Question: Is it possible to combine the performance characteristics of the two solutions directly using STL - or some compatible library?

Note that the performance requirement makes this different from earlier questions such as Efficient intersection of sets?

Answer 1

In almost every case std::set_intersection will be the best choice. The other solution may be better only if the sets contain a very small number of elements. Due to the nature of the log with base two. Which scales as:

n = 2, log(n)= 1
n = 4, log(n)= 2
n = 8, log(n)= 3
.....
n = 1024 log(n) = 10

O(n1*log(n2) is significantly more complex than O(n1 + n2) if the length of the sets is more than 5-10 elements.

There is a reason such function is added to the STL and it is implemented like that. It will also make the code more readable.

Selection sort is faster than merge or quick sort for collections with length less than 20 but is rarely used.

Answer 2

For sets that are implemented as binary trees, there actually is an algorithm that combines the benefits of both the procedures you mention. Essentially, you do a merge like std::set_intersection, but while iterating in one tree, you skip any branches that are all less than the current value in the other.

The resulting intersection takes O(min(n1 log n2, n2 log n1, n1 + n2), which is just what you want.

Unfortunately, I'm pretty sure std::set doesn't provide interfaces that could support this operation.

I've done it a few times in the past though, when working on joining inverted indexes and similar things.
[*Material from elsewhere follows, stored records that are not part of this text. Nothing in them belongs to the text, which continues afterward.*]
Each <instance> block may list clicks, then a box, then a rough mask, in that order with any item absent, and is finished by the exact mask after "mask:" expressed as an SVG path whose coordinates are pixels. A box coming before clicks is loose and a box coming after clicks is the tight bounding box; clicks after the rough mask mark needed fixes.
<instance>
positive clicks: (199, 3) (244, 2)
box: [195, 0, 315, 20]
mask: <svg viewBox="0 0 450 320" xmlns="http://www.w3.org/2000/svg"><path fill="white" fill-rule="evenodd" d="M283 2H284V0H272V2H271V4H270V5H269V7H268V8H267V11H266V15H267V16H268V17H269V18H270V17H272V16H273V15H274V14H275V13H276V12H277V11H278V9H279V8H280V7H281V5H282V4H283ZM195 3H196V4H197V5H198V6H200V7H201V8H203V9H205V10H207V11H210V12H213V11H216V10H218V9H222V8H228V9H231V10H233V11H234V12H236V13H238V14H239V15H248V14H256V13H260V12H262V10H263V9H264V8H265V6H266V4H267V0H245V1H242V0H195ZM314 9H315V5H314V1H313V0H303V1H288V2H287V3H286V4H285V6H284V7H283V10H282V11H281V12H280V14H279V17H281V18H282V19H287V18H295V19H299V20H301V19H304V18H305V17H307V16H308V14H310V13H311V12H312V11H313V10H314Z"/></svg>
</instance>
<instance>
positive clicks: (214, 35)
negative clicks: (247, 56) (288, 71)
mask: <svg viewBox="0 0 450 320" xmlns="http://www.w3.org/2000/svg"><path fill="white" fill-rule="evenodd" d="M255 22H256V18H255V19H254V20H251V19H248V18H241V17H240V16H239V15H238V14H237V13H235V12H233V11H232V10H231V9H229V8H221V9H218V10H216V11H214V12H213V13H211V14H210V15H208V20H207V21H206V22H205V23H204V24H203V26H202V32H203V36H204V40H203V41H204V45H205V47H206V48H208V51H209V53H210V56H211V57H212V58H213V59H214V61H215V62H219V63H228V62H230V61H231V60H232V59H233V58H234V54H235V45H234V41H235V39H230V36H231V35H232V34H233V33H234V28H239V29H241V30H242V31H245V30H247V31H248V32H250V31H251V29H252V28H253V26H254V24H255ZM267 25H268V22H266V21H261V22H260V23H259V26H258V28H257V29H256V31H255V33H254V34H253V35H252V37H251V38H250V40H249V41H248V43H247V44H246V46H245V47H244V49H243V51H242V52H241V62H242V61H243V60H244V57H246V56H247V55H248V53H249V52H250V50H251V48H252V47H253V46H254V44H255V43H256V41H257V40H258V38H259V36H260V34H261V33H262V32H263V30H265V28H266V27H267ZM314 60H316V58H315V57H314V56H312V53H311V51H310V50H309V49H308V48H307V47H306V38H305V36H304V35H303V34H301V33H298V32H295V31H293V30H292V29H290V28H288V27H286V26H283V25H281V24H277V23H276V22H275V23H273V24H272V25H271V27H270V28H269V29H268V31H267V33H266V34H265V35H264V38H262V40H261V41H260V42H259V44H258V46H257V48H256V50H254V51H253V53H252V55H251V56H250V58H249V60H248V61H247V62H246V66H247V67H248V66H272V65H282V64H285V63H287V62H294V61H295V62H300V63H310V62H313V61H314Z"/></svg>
Usually I make iterators with a skipTo(x) operation that will advance to the next element >= x. To meet my promised complexity it has to be able to skip N elements in log(N) amortized time. Then an intersection looks like this:

void get_intersection(vector<T> *dest, const set<T> set1, const set<T> set2)
{
    auto end1 = set1.end();
    auto end2 = set2.end();
    auto it1 = set1.begin();
    if (it1 == end1)
        return;
    auto it2 = set2.begin();
    if (it2 == end2)
        return;
    for (;;)
    {
        it1.skipTo(*it2);
        if (it1 == end1)
            break;
        if (*it1 == *it2)
        {
            dest->push_back(*it1);
            ++it1;
        }
        it2.skipTo(*it1);
        if (it2 == end2)
            break;
        if (*it2 == *it1)
        {
            dest->push_back(*it2);
            ++it2;
        }
    }
}

It easily extends to an arbitrary number of sets using a vector of iterators, and pretty much any ordered collection can be extended to provide the iterators required -- sorted arrays, binary trees, b-trees, skip lists, etc.

Answer 3

With regard to the performance requirement, O(n1 + n2) is in most circumstances a very good complexity so only worth considering if you're doing this calc in a tight loop.

If you really do need it, the combination approach isn't too bad, perhaps something like?

Pseudocode:

x' = set_with_min_length([x, y])
y' = set_with_max_length([x, y])
if (x'.length * log(y'.length)) <= (x'.length + y'.length):
     return iterate_over_map_find_elements_in_other(y', x')

return std::set_intersection(x, y)

I don't think you'll find an algorithm that will beat either of these complexities but happy to be proven wrong.

Answer 4

I don't know how to do this using the standard library, but if you wrote your own balanced binary search tree, here is how to implement a limited "find with hint". (Depending on your other requirements, a BST reimplementation could also leave out the parent pointers, which could be a performance win over the STL.)

Assume that the hint value is less than the value to be found and that we know the stack of ancestors of the hint node to whose left sub-tree the hint node belongs. First search normally in the right sub-tree of the hint node, pushing nodes onto the stack as warranted (to prepare the hint for next time). If this doesn't work, then while the stack's top node has a value that is less than the query value, pop the stack. Search from the last node popped (if any), pushing as warranted.

I claim that, when using this mechanism to search successively for values in ascending order, (1) each tree edge is traversed at most once, and (2) each find traverses the edges of at most two descending paths. Given 2*n1 descending paths in a binary tree with n2 nodes, the cost of the edges is O(n1 log n2). It's also O(n2), because each edge is traversed once.